Closed pescennius closed 4 months ago

pescennius commented 4 months ago

Rationale

Scope of Changes

Reproducing

bdon commented 4 months ago

Can you find a different solution for uploading? I'm not comfortable adding this many additional dependencies as well as a platform that other users haven't requested.

pescennius commented 4 months ago

@bdon

That being said, I do believe there is a compromise that might be able to address all of this. Instead of bundling this into the pmtiles CLI. I just have this PR add the ability to use plugin based implementations, so that I can maintain the arweave functionality myself as a plugin I can call at runtime.
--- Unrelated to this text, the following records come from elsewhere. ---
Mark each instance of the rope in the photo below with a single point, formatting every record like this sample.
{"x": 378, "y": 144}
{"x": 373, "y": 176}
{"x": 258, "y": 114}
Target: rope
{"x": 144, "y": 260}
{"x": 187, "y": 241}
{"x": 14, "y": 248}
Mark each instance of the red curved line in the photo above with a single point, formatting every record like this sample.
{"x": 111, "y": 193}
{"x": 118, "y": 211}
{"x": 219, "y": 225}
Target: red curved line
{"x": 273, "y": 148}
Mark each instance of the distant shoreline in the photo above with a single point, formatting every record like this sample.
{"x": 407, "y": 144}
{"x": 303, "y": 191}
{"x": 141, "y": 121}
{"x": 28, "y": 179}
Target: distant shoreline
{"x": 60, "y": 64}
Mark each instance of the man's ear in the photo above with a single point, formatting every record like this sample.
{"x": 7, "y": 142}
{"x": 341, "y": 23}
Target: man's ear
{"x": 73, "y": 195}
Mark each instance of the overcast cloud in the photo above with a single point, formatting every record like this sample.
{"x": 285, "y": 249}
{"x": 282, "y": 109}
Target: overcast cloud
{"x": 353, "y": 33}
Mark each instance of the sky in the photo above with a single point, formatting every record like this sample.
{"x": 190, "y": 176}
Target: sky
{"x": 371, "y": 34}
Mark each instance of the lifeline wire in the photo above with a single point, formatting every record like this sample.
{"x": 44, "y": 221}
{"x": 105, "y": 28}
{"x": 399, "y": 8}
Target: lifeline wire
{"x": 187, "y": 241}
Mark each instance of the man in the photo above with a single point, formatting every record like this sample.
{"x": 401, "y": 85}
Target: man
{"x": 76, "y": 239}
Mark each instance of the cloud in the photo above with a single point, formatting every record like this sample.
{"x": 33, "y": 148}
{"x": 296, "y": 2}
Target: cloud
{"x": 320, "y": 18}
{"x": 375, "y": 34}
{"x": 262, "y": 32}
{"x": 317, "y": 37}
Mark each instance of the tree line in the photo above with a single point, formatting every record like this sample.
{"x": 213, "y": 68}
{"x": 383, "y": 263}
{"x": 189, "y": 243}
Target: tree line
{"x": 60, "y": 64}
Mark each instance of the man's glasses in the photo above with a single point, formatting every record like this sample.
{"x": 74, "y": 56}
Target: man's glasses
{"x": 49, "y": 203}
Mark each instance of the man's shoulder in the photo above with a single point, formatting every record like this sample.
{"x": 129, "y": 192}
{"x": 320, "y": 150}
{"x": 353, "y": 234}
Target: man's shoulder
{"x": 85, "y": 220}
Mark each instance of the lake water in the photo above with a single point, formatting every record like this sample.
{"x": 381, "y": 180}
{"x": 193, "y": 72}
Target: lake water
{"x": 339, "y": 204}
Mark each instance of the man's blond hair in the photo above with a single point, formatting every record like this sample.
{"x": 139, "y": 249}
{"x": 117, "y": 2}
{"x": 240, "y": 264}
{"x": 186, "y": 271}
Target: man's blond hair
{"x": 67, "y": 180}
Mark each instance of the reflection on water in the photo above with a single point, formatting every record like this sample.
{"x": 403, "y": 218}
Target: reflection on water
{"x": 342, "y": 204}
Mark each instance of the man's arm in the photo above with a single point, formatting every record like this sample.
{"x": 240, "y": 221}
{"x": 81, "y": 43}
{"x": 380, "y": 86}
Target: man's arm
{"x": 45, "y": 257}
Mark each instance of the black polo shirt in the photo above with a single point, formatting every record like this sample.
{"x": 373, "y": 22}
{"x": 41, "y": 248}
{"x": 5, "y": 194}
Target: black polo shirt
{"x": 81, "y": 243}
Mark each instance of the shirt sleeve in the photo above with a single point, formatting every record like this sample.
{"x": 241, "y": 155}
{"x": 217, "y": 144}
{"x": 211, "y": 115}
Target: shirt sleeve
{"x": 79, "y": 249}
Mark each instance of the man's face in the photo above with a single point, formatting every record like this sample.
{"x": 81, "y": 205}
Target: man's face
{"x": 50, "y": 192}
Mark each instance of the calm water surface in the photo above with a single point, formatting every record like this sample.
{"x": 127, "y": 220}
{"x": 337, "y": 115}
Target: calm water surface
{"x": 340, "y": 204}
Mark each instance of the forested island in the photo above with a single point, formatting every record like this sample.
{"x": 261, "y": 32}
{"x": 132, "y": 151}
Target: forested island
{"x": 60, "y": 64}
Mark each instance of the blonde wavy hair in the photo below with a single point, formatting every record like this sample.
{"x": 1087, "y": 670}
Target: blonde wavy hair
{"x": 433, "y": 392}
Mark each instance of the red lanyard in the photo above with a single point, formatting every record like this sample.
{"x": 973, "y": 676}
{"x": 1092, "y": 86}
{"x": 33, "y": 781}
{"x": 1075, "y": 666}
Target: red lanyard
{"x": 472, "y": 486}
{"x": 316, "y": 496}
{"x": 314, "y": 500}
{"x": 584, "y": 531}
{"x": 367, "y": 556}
The actual code change here would look something like:

import (
  "fmt"
  "slices"
  "net/url"
  "plugin"
)

type Uploader interface  {
  Upload(*log.Logger, string, string, string, int) error
}

// Upload a pmtiles archive to a bucket.
func Upload(logger *log.Logger, input string, bucket string, key string, pluginPath string, maxConcurrency int) error {
    parsedUri, err := url.Parse(bucket)
    if err != nil {
        return fmt.Errorf("unable to parse bucket uri: %w", err)
    }

    if slices.Contains(GcloudSupportedSchemes, parsedUri.Scheme) {
          return uploadWithGoCloud(logger, input, parsedUri, key, maxConcurrency)
        } else if pluginPath != "" {
          return uploadWithPlugin(logger, input, parsedUri, key, maxConcurrency)         
        } else {
           return fmt.Errorf("scheme %q is not supported by default and no plugin was provided. Please try again with a supported scheme or a plugin that supportes %q", parsedUri.Scheme, parsedUri.Scheme)
        }

        return nil
}

// uploadWithPluginexpects loads a go plugin 
func uploadWithPlugin(logger *log.Logger, input string, bucket string, key string, pluginPath string, maxConcurrency int) error {
        p, err := plugin.Open(pluginPath)
    if err != nil {
        return fmt.Errorf("unable to open plugin: %w", err)
    }

       symbol, err := p.Lookup("Uploader")
       if err != nil {
           return fmt.Errorf("plugin does not expose an Uploader interface: %w", err)
      }

      uploader, ok := symbol.(Uploader)
      if !ok {
         return fmt.Errorf("Uploader found in plugin does not implement Uploader interface")
      }

      return uploader.Upload(logger, input, bucket, key, maxConcurrency

}

and the functionality for arweave could be called like

pmtiles upload  ~/path_to_test_pmtile name_for_file_on_arweave --plugin="some/path/to/arweave.so" --bucket="arweave://arweave.net/path_to/ardrive-demo-wallet.json?foo bar1"

The benefits of this are:

bdon commented 4 months ago

Thanks for the details. I don't see upload as a core feature of this CLI, because it doesn't currently do anything specific to PMTiles. The set of providers is intentionally limited to those provided by gocloud, plus filesystem/unauthenticated HTTP, to minimize long term maintenance + code ownership and capture a large number (but not all) use cases.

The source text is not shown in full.